主の昇天A年
福音=マタイ28:16-20
「あなたがたは行って、すべての民をわたしの弟子にしなさい」(マタイ28:19)
マタイによると、主の昇天という出来事はガリラヤで起こった。弟子たちにとって、ガリラヤは生前のイエスが生活した場所であり、彼らがイエスと共に過ごした場所だった。イエスはガリラヤで宣教活動を始め(マタ4:17)、ガリラヤ中を回った(マタ4:23)。そして、このようなイエスの生活の場が、復活したイエスとの出会いの場となった。生活の場から離れたところに「復活」があるのではない。主との出会いは、まさに私たちの生活の場で起こる。イエスは「いつもあなたがたと共にいる」と言って弟子たちを励ます。イエスの「共に」は、祈りの場において実現するだけではなく、生活の場において現実的な力として現れる。
今日の福音の中で、イエスは「すべて」ということを繰り返し強調する-「一切の権能」、「すべての民」、「あなたがたに命じておいたことをすべて」、「いつも」(直訳:「すべての日々」)。それは今日の第一朗読、答唱詩編、第二朗読、アレルヤ唱にも見られる。イエスの「共に」は、ガリラヤから全世界の人々に広がっていく。そして、イエスの「共に」は世の終わりまで続く。その意味でマタイは、主の再臨を待ち望むというよりは、今ここでの復活者イエスとの「共に」を考えている。

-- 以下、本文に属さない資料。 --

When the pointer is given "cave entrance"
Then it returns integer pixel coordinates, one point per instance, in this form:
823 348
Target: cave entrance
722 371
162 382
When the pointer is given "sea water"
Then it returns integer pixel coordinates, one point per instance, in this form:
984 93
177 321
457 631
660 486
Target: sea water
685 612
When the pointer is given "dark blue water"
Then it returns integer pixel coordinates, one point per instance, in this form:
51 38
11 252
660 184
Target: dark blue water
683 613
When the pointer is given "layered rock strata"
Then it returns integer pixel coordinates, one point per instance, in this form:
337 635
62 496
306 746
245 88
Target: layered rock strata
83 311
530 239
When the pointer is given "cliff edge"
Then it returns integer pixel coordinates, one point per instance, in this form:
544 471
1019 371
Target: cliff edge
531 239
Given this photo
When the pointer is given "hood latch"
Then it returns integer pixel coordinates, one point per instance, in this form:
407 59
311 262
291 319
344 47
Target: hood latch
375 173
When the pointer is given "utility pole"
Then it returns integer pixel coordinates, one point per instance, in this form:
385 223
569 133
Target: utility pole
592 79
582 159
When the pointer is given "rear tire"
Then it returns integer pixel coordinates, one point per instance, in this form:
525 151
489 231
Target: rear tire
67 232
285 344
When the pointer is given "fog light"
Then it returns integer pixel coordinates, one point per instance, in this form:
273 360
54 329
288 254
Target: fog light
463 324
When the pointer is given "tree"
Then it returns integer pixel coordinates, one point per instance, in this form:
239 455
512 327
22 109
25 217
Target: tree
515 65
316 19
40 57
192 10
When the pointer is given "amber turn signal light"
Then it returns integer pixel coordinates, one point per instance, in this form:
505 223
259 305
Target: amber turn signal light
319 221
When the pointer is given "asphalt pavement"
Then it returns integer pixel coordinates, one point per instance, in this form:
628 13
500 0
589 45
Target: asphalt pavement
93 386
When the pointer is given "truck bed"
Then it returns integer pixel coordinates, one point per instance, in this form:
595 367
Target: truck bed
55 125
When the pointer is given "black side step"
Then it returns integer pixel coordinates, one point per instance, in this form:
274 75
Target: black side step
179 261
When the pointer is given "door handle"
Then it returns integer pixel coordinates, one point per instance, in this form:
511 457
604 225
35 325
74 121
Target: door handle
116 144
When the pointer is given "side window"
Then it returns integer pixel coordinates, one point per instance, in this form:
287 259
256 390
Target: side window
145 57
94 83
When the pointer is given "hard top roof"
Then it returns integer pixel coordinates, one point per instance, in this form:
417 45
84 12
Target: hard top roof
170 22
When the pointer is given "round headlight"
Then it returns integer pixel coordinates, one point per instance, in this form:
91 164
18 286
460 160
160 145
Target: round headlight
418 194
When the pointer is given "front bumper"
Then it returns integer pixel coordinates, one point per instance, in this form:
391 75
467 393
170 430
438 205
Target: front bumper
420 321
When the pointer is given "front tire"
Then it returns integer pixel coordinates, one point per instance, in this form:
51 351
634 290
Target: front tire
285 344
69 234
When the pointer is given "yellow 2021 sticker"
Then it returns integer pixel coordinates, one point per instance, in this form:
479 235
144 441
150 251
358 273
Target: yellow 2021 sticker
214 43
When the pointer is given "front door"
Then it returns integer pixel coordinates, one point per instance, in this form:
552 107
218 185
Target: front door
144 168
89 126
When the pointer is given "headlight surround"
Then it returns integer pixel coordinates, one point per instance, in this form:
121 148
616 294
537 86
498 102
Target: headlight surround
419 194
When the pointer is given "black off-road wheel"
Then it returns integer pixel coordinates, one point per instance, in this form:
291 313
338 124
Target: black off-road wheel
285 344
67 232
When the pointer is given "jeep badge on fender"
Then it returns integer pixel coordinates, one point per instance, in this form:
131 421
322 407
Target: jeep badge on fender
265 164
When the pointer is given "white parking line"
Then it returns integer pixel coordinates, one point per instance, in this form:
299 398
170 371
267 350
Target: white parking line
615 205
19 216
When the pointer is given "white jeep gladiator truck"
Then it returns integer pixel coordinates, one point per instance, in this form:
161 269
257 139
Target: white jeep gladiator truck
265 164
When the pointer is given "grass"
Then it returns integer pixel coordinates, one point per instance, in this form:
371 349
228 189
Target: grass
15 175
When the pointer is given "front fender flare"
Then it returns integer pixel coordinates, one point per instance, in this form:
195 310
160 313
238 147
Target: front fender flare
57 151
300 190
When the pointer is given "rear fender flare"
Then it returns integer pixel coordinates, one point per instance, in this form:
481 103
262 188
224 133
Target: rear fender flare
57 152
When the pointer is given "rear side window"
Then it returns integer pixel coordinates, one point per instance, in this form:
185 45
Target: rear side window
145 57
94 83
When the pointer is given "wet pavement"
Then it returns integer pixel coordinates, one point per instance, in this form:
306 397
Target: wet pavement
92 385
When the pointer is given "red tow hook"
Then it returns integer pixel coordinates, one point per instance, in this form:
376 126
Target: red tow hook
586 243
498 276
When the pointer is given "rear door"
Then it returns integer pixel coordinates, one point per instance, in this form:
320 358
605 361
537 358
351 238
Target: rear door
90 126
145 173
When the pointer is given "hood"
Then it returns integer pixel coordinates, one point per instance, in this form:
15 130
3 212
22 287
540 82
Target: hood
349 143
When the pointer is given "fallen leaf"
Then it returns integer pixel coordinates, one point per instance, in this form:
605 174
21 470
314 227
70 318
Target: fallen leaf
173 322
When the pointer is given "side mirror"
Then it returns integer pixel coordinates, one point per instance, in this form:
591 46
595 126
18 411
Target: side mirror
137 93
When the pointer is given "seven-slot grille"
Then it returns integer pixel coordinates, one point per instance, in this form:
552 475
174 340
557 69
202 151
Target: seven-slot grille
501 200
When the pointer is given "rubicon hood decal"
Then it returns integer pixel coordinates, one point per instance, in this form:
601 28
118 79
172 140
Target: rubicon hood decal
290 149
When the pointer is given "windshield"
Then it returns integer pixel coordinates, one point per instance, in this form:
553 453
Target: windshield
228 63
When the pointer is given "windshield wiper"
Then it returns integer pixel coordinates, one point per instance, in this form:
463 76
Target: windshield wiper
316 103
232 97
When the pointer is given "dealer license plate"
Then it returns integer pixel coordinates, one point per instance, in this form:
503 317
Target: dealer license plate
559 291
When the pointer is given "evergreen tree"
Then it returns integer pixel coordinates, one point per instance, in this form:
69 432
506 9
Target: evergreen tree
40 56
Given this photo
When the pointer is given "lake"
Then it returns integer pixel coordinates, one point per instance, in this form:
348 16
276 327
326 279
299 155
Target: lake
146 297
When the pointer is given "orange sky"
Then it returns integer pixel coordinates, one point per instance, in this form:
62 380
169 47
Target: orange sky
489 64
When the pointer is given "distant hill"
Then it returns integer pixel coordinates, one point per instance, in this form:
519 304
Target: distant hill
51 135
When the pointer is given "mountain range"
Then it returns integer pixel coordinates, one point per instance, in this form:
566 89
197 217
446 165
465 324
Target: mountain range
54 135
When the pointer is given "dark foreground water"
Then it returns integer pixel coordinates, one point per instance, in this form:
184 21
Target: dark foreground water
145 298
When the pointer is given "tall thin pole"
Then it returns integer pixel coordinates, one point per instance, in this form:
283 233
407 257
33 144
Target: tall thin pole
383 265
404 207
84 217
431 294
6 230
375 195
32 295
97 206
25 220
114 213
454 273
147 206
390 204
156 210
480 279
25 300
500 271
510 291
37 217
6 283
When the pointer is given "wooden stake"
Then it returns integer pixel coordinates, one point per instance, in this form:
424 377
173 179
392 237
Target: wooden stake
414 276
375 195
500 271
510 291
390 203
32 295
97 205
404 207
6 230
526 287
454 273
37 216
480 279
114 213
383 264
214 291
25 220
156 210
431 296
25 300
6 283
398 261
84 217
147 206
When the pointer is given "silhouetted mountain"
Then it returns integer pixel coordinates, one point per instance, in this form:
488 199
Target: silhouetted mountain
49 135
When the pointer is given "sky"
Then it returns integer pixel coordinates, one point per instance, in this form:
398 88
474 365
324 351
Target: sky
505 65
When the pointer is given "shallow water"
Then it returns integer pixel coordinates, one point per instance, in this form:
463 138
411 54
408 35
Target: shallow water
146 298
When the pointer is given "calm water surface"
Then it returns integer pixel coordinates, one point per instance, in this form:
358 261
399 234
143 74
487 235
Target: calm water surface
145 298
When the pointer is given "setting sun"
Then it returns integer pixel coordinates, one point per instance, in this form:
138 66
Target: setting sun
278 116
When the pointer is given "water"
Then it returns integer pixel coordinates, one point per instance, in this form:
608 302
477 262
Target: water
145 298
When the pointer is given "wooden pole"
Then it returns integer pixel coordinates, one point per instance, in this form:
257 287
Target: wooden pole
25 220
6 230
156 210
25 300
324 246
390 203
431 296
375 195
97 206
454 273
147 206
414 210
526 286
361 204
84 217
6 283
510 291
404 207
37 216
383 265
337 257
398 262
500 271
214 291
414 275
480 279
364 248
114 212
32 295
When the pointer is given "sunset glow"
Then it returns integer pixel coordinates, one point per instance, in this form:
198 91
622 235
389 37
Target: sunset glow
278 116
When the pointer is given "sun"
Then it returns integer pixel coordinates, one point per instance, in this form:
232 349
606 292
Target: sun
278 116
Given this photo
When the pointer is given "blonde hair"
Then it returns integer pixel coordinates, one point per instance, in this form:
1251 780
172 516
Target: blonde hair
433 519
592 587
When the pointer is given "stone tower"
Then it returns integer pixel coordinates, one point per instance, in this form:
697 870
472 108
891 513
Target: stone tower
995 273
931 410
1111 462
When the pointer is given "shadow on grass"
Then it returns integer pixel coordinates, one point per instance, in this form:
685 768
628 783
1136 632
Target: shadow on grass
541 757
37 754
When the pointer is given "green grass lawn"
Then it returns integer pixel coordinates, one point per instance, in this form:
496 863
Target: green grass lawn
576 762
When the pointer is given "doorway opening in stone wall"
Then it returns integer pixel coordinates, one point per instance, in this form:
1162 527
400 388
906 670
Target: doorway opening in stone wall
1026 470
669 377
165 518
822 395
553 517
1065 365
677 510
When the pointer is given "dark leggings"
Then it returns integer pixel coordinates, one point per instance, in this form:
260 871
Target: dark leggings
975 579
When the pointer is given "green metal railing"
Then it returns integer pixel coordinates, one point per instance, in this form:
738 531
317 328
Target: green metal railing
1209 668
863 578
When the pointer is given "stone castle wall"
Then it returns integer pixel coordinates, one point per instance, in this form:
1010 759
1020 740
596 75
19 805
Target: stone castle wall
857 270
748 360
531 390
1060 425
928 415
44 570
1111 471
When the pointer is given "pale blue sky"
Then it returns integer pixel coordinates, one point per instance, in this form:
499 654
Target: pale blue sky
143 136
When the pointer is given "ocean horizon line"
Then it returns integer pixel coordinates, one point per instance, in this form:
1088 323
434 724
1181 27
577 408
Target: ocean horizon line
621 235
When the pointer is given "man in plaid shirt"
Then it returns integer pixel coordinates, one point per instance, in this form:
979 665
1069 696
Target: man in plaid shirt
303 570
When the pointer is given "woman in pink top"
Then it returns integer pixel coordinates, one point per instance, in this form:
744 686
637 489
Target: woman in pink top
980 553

このように考えるならば、今日の福音は、私たちが福音宣教を行う際に大切な指針となる。弟子たちが、復活者イエスと出会った場が生活の場であったのなら、私たちが主と出会う場も私たちの生活の場であるはずだ。「行って」とは、それぞれの生活の場、すなわち家庭や職場や学校に「行く」ことだ。「教える」とは、単にキリスト教についての知識を伝えるだけではなく、生活の場でイエスの教えを実践することだ。信仰生活と日常生活という二つの場があるのではない。生活の場こそが信仰の場なのだ。それぞれの生活の場で、「今ここに主がおられたならば、どのように生きるであろうか」という視点が大切である。今日も「行って、福音を告げ知らせよう!」(ミサの結びの派遣の祝福)。